We are facing some issues using graphdb 9.1 free edition: our disk usage its increasing in an exponential way. I used the https://graphdb.ontotext.com/documentation/10.0/requirements.html#hardware-sizing reference along with the following query to count triples:
SELECT (COUNT(?s) AS ?triples) WHERE { ?s ?p ?o }
Below, you can see the size of each folder of the graphdb installation we have:
March 7
83G ./data
4.9G ./logs
30M ./work
4.0K ./conf
88G .
Triples count 192.567.172
March 14
109G ./data
5.0G ./logs
30M ./work
4.0K ./conf
114G .
Triples count 199.287.593
In 7 days, we incresed the number of triples by 3% and the disk usage by almost 30%. Could anyone give us any help to understand this behavior?
We double checked that we are not ingesting extra triples in our applications and everything seems to be working fine.

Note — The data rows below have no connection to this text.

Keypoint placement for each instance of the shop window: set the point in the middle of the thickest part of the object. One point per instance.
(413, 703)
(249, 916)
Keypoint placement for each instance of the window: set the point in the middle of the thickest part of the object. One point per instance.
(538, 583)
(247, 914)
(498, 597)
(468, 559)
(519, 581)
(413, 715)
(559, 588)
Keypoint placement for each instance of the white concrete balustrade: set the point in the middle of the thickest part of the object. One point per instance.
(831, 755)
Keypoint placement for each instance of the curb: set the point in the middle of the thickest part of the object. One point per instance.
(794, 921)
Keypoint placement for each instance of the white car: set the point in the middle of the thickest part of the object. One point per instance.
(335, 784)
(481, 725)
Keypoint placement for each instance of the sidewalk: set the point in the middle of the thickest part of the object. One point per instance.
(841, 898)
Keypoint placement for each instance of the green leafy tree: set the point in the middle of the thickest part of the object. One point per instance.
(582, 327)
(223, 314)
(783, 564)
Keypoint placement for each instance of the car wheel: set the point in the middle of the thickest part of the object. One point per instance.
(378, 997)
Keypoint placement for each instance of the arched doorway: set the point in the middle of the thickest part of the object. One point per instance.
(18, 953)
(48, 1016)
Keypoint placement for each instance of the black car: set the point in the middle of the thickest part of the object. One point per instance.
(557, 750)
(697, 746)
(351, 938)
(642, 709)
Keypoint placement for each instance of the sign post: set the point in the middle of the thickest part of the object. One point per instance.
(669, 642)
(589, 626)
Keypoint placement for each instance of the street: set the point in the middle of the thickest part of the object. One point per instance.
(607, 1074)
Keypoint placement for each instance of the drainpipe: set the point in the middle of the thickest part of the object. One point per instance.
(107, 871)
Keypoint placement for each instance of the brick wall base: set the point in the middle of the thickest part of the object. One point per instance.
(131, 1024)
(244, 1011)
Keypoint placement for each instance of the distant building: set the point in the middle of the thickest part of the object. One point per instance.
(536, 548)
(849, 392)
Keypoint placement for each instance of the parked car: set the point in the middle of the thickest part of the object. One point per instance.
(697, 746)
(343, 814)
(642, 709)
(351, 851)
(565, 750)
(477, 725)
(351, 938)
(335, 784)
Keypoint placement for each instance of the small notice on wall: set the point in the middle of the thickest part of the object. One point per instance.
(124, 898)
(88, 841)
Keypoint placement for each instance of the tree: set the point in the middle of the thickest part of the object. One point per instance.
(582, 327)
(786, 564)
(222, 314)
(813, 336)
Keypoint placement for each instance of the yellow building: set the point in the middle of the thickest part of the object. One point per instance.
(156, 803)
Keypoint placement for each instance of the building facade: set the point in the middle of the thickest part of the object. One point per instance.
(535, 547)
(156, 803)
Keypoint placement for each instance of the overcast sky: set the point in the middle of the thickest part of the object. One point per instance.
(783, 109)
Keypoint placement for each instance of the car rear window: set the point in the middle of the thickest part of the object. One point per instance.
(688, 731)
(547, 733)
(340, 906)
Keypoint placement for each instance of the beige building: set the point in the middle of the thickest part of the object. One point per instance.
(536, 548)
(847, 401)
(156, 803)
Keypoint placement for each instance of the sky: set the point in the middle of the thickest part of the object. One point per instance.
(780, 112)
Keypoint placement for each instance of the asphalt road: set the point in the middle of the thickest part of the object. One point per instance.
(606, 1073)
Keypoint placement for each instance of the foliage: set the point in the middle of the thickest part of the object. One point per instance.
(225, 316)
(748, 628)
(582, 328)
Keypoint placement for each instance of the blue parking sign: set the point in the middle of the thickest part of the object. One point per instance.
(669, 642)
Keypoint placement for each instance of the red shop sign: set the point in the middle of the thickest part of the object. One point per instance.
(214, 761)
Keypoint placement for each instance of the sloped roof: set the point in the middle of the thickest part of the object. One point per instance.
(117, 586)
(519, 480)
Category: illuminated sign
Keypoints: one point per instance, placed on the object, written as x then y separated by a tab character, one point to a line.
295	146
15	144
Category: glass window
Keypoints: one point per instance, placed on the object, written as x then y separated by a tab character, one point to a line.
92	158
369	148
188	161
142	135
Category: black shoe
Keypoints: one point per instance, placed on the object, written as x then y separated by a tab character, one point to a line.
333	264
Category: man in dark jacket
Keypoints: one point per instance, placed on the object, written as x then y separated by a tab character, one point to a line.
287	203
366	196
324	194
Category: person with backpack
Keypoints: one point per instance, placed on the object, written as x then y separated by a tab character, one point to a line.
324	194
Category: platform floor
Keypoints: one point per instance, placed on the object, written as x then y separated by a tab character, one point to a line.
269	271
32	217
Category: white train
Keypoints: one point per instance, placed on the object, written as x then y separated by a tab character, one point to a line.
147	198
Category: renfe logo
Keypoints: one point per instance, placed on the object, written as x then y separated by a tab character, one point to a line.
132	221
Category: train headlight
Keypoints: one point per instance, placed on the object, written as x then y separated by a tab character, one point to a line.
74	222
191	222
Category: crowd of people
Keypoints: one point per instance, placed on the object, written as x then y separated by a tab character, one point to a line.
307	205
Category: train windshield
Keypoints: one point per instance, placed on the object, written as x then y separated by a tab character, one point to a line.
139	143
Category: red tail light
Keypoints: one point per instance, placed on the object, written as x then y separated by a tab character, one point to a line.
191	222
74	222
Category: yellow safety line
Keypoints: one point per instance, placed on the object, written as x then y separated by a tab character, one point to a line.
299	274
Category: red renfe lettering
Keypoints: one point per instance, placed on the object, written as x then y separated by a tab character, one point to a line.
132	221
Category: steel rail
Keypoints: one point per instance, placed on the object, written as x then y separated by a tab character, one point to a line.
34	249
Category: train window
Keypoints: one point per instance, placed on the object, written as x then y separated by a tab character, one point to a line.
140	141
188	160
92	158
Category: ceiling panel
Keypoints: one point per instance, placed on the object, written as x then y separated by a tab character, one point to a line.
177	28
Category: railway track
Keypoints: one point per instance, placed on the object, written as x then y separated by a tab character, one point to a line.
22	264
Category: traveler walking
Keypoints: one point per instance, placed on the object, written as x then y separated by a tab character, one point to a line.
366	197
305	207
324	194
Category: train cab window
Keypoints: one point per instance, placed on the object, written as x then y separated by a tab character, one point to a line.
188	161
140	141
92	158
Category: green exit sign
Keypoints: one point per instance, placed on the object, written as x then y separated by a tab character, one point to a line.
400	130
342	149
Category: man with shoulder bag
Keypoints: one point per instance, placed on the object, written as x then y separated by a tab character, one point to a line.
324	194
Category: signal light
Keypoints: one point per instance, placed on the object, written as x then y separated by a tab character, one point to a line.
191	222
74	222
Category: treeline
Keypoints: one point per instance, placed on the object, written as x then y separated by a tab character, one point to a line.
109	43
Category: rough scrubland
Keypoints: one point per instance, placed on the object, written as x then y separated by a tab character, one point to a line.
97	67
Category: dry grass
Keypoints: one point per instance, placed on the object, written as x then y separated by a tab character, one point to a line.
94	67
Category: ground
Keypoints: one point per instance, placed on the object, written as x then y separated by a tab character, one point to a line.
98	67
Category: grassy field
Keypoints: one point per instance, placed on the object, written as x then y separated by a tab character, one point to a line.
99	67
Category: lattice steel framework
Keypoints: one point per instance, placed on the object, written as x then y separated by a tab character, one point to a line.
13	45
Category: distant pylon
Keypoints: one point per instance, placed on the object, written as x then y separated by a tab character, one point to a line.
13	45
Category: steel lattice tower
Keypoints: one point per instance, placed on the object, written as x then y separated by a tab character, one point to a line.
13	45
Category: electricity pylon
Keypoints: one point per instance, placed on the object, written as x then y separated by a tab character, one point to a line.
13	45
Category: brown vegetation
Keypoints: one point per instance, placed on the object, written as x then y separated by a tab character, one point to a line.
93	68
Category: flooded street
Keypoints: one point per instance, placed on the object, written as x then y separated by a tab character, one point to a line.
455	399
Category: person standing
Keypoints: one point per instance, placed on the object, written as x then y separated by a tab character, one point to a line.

It may be caused by the rule set and related settings on your repository that can cause additional triples to be inserted.
By default if you go to your repo in the workbench you would see
RDFS-Plus is the default setting on a repo. This will cause inferences to add triples to your repo when triples are inserted. The triples that are added by the ruleset, can cause further triples to be added. This happens at insert and is actually added to the triple store, not at query time.
If you want no inferences you should have "no inference" selected:
It will be difficult to find triples that have been added by the ruleset. You can find the rules in configs/rules/builtin_RdfsRules-optimized.pie.